COGS is deducted from your gross receipts to figure the gross profit for your business each year. Gross receipts are the amounts your business received from sales during the year.

Note

Claiming all of your business expenses, including COGS, increases your tax deductions and decreases your business profit. Including all of your costs in the COGS calculation will help you make sure that you don't miss any tax deductions.

What Is Cost of Goods Sold (COGS)?

COGS is sometimes referred to as the cost of sales; it refers to the costs a company has for making products from parts or raw materials or buying products and reselling them. These costs are an expense of the business because you sell these products to make money.

Note

The COGS examples in this article use Schedule C for Form 1040/1040-SR. Income tax forms for other business types use the same general formula.

COGS is calculated each year by showing changes in the company's balance of "goods" or inventory, from the beginning to the end of the company's fiscal (financial) year.

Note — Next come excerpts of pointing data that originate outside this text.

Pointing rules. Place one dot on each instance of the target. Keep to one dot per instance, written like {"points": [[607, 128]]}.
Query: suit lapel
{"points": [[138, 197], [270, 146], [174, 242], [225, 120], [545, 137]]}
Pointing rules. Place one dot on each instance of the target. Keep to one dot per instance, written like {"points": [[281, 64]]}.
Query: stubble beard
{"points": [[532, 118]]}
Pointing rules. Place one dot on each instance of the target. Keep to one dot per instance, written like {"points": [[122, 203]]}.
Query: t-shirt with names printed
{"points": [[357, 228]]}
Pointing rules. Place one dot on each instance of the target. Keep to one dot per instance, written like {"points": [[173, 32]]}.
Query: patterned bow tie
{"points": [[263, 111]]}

What's Included in Cost of Goods Sold

Inventory is the most important part of COGS. It includes:

  • Merchandise or stock in trade
  • Raw materials
  • Work in process
  • Finished products
  • Supplies that physically become a part of the item

Also, don't forget product containers and goods on display at a store or booth.

Direct Costs

COGS includes both direct and indirect costs. The direct costs include costs for making the product or the wholesale price of goods. These include:

  • Shipping costs
  • Direct labor costs for paying workers (including contributions to pensions or annuity plans) who produce the products

Indirect Costs

COGS also includes other costs such as:

  • Interest
  • Rent
  • Taxes
  • Storage
  • Purchasing
  • Processing
  • Repackaging
  • Handling
  • Administrative costs
  • Other overhead costs for running your warehouse or production facility, like light, heat, insurance, and maintenance

Information Needed to Calculate Cost of Goods Sold

In order for you or your tax preparer to calculate COGS, you will need the following information:

  1. Valuation method: Designate whether inventory is valued at cost, lower of cost or market, or other. If you use the cash accounting method, you must value inventory at cost. Check with your tax preparer if you have changed your method of determining quantities, costs, or valuations. You must include an explanation of any changes.
  2. Beginning inventory: This is the total cost of all the products in your inventory at the beginning of the year. This should be the same as the inventory at the end of last year. If it's not the same, you must include an explanation of the difference in your tax return.
  3. Cost of purchases: Next, get a total of all the products you bought during the year and that you placed in inventory to sell. Subtract any products you took out for personal use. If you are making products, you'll need to include the total cost of all raw materials and parts you bought during the year.
  4. Cost of labor: This is your cost for employees who work directly making products from raw materials and parts. It doesn't include payroll costs for administrators or employees in sales, marketing, finance, or other areas.
  5. Cost of materials and supplies: These costs must be directly related to making the product.
  6. Other costs: This includes indirect labor, shipping containers, freight on materials and supplies, and expenses for rent, light, heat, etc. only for the area where the products are being manufactured or assembled.
  7. Ending inventory: Determine the total value of all items in inventory at the end of the year.

Note

To get the value of your inventory at the beginning and end of the year, you may need to do some kind of physical (or electronic) inventory. Check with your tax professional for help on the best way to get an accurate count.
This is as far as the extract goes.